L’église fortifiée de Molières est un vaste édifice rectangulaire de 32 mètres sur 12. Construit au XIIIe siècle, il a subi de multiples attaques, des hommes ou du temps. En 1580, les huguenots avec le capitaine Chans de Monsac y mettent le feu. Puis suivront de très nombreuses campagnes de restauration voire de reconstruction, du XVIIIe au XIXe siècle.
De secrets en secrets…
Tout d’abord, un élément de fortification que personne ne peut soupçonner. Cet édifice est conçu pour être une forteresse car la bastide, à l’origine, n’est protégée par aucune défense. Ce qui peut expliquer la grande taille de ce bâtiment. À l’origine, deux tours s’élèvent sur la façade, une au nord, l’actuel clocher, et une au sud dont la partie haute a disparu. Ces tours comptaient des chambres dans lesquelles on entreposait de la nourriture en cas d’attaque, car l’église servait de refuge à la population. Dans la tour sud, on accède au premier étage grâce à une échelle (comme dans les donjons) pour parvenir à une salle dans laquelle s’ouvre une petite porte : la porte du premier secret ! Un escalier étroit, très raide, aménagé dans l’épaisseur du mur de façade ouest, passe entre les deux vitraux de l’oculus ouvert au-dessus du portail (oculus créé au XIXe siècle). Il conduit discrètement à l’autre tour, celle qui sert de clocher maintenant. Ce passage secret servait aux défenseurs de l’édifice pour se déplacer, sans se faire remarquer, d’une tour à l’autre.
Un texte d’un curé de Molières révèle, au XIXe siècle, un autre secret également bien gardé : l’existence d’un puits dont on ne connaît pas exactement l’emplacement. Il fallait bien que les habitants réfugiés dans l’église en cas d’attaque puissent boire. Selon ses dires, il serait fermé. Cette présence n’est pas étonnante car, à Beaumont, église à laquelle Molières ressemble fort, il y a également un puits, réouvert aujourd’hui, que l’on découvre sous le porche d’entrée.

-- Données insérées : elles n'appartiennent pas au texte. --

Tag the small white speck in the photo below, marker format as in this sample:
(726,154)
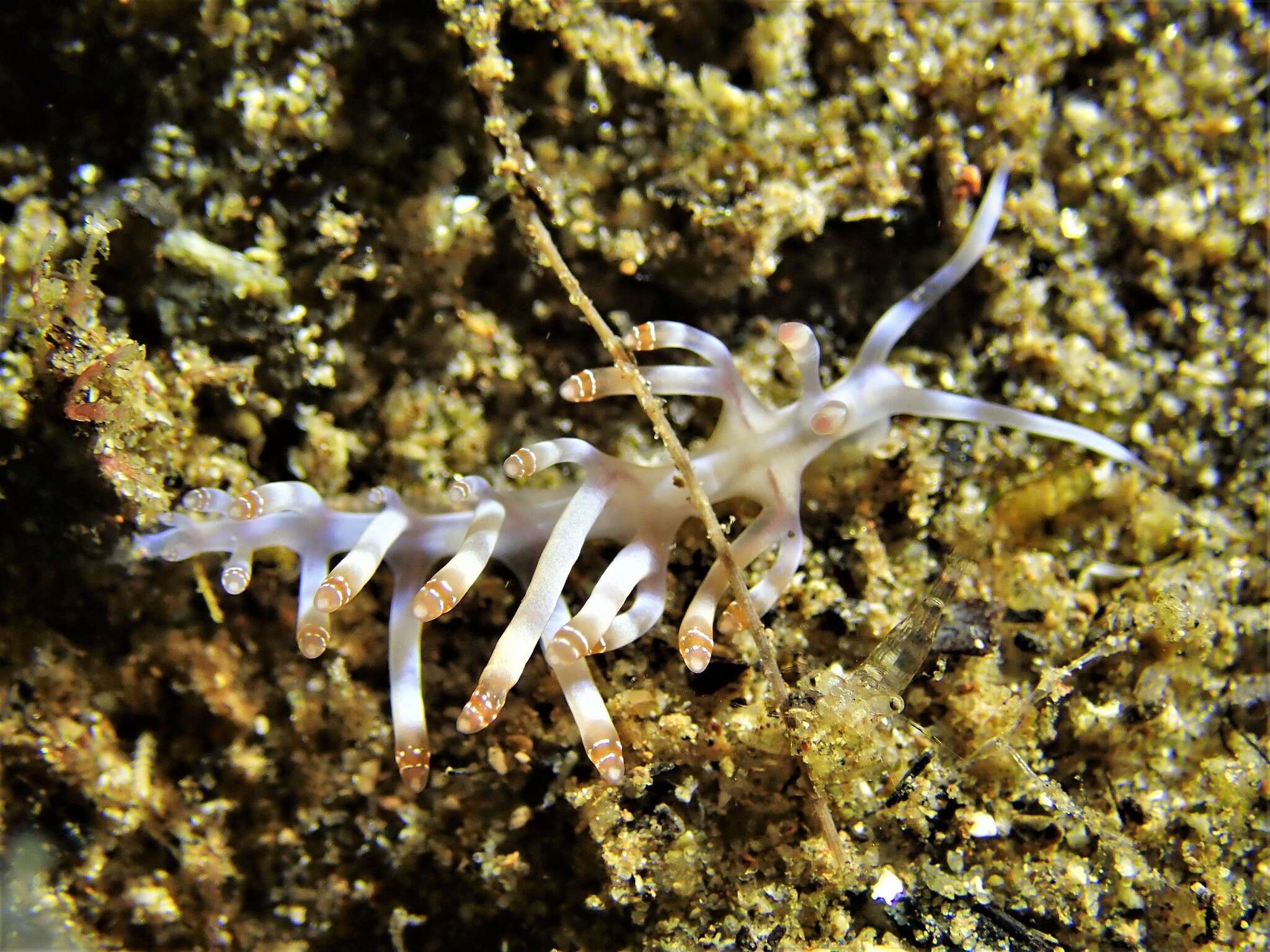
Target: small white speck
(982,826)
(888,889)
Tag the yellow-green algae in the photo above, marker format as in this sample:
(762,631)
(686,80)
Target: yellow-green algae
(311,271)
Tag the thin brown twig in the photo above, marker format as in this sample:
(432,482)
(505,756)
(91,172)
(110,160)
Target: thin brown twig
(531,179)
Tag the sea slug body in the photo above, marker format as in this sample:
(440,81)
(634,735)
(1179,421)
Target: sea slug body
(755,452)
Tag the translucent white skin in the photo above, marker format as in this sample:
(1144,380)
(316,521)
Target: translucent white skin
(755,452)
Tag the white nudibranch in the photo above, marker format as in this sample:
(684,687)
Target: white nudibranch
(756,452)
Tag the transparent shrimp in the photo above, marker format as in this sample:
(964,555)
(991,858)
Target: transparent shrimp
(874,689)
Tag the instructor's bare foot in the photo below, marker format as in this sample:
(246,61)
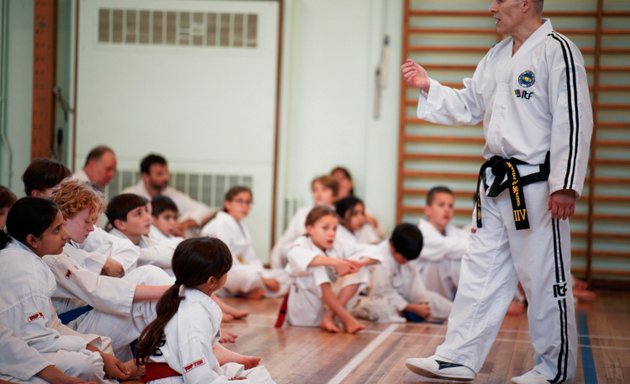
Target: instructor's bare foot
(328,323)
(353,326)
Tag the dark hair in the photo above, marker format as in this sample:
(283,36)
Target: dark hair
(7,198)
(195,260)
(328,182)
(42,174)
(346,205)
(121,205)
(149,160)
(234,191)
(435,190)
(317,213)
(28,216)
(97,152)
(346,173)
(161,203)
(407,240)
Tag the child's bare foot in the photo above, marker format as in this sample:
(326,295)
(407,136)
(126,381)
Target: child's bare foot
(227,337)
(516,308)
(136,372)
(271,284)
(256,294)
(247,361)
(585,295)
(328,323)
(353,326)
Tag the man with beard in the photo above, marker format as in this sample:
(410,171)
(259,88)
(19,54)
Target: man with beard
(154,182)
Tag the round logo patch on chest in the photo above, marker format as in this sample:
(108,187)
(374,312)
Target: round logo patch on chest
(526,79)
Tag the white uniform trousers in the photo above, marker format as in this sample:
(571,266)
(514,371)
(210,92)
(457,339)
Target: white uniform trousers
(499,256)
(84,364)
(305,307)
(124,329)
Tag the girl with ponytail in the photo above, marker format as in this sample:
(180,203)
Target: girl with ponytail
(181,344)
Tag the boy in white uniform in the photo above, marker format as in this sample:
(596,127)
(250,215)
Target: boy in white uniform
(34,227)
(444,244)
(154,182)
(130,218)
(324,189)
(531,92)
(395,286)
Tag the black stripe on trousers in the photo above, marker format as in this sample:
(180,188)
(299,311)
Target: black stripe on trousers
(563,356)
(574,123)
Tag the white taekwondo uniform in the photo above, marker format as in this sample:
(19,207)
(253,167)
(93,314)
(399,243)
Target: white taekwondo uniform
(295,229)
(101,245)
(152,252)
(532,103)
(392,286)
(115,313)
(26,309)
(189,338)
(187,207)
(305,307)
(157,235)
(441,257)
(247,269)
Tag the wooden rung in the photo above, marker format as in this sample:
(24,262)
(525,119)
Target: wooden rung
(443,139)
(602,254)
(613,162)
(452,49)
(424,192)
(442,157)
(613,125)
(613,143)
(463,31)
(439,175)
(612,107)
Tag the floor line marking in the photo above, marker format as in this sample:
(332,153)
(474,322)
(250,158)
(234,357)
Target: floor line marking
(588,364)
(362,355)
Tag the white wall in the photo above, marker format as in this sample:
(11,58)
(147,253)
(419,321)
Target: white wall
(19,96)
(331,51)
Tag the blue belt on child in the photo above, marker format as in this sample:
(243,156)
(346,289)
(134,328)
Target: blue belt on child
(72,314)
(514,184)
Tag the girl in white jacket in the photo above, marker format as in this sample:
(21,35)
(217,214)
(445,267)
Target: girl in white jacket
(181,345)
(247,278)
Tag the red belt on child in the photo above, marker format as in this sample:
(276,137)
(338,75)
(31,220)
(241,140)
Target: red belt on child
(156,371)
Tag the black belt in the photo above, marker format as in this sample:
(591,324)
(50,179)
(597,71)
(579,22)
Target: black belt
(500,168)
(72,314)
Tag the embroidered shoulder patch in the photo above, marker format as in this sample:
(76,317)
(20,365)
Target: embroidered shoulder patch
(526,79)
(194,365)
(35,316)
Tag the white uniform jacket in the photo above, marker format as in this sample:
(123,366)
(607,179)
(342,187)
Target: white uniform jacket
(393,286)
(151,252)
(534,102)
(17,359)
(25,304)
(295,229)
(235,235)
(189,339)
(188,208)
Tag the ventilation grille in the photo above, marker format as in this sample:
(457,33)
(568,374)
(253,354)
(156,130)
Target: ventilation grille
(209,189)
(177,28)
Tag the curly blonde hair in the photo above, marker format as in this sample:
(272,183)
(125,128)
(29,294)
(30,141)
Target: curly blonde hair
(72,196)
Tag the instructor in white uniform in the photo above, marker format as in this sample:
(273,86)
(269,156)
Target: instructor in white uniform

Le clocher, véritable tour de guet, d’une hauteur impressionnante, nous livre lui aussi un secret. C’est en levant la tête, muni d’une puissante torche, que s’offre aux regards une superbe croisée d’ogives, de l’âge de la construction de l’église. C’est une des rares partie de l’édifice encore d’époque portant, en clef de voûte, une face rustique, simple, mais tellement authentique. Au sommet du clocher, si haut que l’on pouvait voir l’ennemi de très loin, on peut se prendre à imaginer une série de hourds qui permettaient de défendre l’édifice… On y distingue en effet des traces de trous de boulin qui permettaient de placer des poutres supportant un plancher débordant du mur.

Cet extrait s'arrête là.